Em Outubro de 2019, milhões de libaneses exasperados foram para as ruas exigindo uma mudança da classe política que está no poder há décadas. Um sistema de poder corrupto, fechado, que tem sido transmitido de geração em geração desde antes da guerra civil (1975-90) ligado sobretudo à filiação político-religiosa. Desde 2019, as contas bloqueadas foram praticamente esgotadas pela desvalorização da moeda local: o Dólar, a moeda oficial à qual a Lira libanesa está indexada a uma taxa formal de 1507.05 Liras por cada Dólar, está agora a 24/25 mil no mercado negro.
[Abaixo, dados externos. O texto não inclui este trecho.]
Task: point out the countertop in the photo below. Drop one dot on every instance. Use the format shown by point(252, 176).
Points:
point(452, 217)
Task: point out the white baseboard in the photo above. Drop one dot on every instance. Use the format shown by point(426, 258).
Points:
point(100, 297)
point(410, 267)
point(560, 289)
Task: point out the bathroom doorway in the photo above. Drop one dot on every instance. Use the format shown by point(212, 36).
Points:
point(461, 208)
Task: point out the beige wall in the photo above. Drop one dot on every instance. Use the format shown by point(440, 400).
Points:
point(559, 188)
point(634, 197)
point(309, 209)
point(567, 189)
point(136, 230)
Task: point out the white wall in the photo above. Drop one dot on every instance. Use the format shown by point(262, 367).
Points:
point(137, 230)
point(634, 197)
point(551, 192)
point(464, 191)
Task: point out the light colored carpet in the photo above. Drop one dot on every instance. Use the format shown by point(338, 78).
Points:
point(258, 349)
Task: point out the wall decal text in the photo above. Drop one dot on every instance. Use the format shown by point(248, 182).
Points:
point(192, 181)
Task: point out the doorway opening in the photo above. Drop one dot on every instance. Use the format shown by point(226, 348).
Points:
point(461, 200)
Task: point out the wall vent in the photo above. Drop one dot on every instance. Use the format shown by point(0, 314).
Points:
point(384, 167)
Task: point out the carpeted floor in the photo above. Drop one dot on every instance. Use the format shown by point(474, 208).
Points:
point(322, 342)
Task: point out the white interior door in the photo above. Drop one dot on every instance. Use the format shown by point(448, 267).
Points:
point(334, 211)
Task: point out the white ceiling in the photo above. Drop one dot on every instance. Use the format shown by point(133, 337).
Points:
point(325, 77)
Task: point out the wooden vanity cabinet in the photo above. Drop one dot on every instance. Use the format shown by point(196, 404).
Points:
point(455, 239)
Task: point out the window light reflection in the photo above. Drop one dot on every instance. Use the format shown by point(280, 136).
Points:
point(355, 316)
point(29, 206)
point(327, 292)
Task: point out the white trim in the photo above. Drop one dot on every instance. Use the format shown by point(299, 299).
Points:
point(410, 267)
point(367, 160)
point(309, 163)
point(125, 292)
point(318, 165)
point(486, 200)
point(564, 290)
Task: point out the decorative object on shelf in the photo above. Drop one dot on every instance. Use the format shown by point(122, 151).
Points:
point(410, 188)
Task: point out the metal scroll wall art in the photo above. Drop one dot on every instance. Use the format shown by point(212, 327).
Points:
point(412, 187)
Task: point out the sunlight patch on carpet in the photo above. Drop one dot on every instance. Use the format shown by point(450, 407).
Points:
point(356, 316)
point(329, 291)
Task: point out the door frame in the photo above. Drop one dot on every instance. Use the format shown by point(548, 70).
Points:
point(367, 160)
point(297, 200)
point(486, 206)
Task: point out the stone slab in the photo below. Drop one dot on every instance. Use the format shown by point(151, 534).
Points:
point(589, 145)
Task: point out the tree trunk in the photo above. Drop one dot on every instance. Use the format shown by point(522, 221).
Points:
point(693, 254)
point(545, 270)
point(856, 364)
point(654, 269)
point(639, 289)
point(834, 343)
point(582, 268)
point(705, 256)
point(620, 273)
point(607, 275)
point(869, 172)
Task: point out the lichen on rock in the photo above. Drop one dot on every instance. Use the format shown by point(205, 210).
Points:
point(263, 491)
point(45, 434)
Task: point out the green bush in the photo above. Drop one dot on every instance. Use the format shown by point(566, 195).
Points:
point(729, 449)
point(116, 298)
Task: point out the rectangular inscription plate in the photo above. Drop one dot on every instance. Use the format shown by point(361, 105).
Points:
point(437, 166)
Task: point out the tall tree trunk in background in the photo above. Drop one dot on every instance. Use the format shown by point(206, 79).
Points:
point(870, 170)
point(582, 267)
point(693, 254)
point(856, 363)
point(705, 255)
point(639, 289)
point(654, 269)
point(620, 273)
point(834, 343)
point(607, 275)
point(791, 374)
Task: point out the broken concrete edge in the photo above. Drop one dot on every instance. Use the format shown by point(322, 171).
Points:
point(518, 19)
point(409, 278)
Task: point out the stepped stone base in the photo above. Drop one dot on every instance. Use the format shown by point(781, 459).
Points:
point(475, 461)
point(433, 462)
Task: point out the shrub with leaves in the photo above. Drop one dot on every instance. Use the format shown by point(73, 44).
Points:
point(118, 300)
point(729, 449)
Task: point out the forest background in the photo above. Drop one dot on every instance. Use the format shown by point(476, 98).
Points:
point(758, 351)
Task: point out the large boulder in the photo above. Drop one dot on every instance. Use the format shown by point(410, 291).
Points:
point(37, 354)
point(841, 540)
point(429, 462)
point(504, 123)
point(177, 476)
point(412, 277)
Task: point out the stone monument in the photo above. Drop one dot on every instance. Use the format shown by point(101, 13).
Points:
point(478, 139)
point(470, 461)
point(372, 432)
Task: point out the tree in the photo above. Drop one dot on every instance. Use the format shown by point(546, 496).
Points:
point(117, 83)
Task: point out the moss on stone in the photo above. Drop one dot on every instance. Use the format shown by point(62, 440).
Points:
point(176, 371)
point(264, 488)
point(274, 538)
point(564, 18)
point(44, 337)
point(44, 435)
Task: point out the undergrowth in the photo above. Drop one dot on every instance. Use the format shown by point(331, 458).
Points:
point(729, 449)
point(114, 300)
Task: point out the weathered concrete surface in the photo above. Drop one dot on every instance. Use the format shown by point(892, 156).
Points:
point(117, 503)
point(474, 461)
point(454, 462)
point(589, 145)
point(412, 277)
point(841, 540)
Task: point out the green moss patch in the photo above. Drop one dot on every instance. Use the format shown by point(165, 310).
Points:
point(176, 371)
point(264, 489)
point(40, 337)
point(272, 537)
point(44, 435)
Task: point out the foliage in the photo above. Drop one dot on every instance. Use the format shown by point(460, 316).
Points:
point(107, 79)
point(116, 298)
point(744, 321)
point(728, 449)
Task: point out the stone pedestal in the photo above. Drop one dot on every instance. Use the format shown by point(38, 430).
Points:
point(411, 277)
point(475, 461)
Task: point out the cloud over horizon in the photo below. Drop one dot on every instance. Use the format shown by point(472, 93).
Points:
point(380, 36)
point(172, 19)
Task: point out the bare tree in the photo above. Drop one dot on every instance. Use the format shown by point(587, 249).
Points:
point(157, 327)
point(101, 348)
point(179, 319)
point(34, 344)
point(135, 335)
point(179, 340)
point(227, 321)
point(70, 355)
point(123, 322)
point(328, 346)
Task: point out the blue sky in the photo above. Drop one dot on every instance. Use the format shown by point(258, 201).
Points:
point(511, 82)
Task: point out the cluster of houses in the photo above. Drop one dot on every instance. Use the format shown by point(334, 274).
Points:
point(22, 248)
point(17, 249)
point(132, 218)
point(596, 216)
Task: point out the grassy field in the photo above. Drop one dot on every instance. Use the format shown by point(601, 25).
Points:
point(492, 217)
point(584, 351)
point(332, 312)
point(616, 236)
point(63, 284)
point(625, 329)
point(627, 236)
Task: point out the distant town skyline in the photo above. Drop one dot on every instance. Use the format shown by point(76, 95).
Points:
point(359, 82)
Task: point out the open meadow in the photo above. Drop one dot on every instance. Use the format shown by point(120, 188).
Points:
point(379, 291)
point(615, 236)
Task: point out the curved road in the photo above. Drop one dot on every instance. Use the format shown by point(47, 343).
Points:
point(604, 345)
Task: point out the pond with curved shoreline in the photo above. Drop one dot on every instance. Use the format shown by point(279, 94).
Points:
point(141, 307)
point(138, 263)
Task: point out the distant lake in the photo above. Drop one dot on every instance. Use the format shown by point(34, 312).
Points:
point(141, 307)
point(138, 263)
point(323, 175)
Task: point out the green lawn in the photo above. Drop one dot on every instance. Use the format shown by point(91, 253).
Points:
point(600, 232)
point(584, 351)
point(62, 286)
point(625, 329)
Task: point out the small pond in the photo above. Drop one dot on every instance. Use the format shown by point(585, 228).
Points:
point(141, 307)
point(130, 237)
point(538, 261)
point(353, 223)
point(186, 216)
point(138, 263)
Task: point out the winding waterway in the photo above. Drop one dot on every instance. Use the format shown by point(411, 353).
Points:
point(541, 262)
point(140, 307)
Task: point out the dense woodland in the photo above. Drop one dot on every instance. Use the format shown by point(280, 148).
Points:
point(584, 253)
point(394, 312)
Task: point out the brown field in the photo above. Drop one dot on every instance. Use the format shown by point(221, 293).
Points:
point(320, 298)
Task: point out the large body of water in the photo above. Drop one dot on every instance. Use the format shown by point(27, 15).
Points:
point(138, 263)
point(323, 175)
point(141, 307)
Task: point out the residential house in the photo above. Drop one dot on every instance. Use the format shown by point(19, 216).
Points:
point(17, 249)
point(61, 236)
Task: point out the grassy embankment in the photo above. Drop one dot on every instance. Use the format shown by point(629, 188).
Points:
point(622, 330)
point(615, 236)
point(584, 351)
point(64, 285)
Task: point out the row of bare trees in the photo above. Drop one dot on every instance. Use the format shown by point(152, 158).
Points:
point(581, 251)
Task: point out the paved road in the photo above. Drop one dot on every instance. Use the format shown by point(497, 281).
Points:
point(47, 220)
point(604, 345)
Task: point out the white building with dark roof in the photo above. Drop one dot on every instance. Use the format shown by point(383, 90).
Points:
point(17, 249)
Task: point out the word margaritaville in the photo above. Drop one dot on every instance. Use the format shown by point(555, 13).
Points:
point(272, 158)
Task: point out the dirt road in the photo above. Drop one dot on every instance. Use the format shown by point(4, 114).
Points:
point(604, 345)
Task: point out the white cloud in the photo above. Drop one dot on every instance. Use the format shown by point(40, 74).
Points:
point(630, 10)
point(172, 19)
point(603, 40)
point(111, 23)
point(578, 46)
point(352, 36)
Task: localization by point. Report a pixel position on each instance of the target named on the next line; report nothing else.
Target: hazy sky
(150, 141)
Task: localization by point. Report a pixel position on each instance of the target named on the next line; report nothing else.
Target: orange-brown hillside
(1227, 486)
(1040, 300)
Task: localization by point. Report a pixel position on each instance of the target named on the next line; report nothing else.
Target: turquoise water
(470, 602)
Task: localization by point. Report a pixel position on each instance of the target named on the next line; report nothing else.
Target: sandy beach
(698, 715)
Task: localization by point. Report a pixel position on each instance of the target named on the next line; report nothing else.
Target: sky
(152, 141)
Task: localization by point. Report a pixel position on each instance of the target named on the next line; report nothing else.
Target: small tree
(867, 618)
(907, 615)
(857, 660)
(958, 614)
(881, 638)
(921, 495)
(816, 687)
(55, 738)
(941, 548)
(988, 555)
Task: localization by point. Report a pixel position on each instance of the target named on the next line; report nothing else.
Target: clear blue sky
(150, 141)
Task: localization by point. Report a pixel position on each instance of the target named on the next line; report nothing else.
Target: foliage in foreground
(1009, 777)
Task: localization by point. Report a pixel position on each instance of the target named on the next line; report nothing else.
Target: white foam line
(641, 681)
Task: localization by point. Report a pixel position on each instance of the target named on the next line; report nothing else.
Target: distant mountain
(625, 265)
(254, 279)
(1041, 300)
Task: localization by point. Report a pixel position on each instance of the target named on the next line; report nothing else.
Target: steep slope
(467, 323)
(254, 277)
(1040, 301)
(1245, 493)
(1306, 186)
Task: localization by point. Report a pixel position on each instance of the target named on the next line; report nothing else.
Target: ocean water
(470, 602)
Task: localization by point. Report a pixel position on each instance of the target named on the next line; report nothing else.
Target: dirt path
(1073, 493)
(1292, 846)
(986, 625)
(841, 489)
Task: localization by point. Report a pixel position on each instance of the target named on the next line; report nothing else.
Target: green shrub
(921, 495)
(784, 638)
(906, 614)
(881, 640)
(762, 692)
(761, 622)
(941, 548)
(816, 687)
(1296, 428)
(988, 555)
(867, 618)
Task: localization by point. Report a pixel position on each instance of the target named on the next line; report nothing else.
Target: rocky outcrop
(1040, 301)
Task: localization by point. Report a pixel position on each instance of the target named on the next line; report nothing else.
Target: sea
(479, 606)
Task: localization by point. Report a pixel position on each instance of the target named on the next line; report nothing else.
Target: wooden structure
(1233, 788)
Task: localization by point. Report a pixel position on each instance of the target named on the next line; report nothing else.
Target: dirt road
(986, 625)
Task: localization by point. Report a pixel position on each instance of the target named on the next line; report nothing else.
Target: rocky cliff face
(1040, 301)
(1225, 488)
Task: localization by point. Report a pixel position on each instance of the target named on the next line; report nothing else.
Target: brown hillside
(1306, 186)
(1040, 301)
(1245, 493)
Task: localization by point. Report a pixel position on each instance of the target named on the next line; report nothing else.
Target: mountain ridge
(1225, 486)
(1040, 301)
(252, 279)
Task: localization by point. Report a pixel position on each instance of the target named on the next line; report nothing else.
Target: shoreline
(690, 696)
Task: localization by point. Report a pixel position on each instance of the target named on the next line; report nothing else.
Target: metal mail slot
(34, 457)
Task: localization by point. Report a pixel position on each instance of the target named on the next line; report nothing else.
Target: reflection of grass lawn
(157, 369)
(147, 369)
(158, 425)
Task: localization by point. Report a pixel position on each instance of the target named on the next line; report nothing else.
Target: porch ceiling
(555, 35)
E nos últimos meses tinha atingido 34 mil.

O vizinho incómodo

História triste aquela do Líbano, País que, apesar dos períodos de instabilidade política e religiosa (os seis milhões de habitantes dividem-se entre um 56% de cristão e 44 % de muçulmanos), tinha alcançado uma assinalável prosperidade económica na décadas dos ’70, ganhando o título de “Suíça do Médio Oriente”. Era altura do Presidente Fu’ad Shihab, o homem que tinha conseguido o “milagre” dum precário equilíbrio religioso unido a um forte crescimento dos negócios.

“Milagre” que desmoronou em 1975, quando as forças muçulmanas provocaram uma insurreição que precipitou o País numa guerra civil da qual ainda hoje não recuperou. Na verdade, o problema do Líbano tem um nome: israel. O incómodo vizinho não quer um Líbano forte e deixou isso claro em 1978, com a Operação Litani, e ainda mais em 1982, com a Operação Paz na Galileia, com as quais invadiu o País (pelo que, camuflar as invasões como “operações” não é uma novidade dos dias de hoje). A partir daí, o Líbano nunca mais foi o que tinha sido. E não voltará a sê-lo até israle existir.

A dolarização da economia e a estrutura neoliberal implementada um País que produz apenas 20% das suas necessidades primárias e secundárias, levou a classe média e os que não têm acesso ao Dólar em ruína.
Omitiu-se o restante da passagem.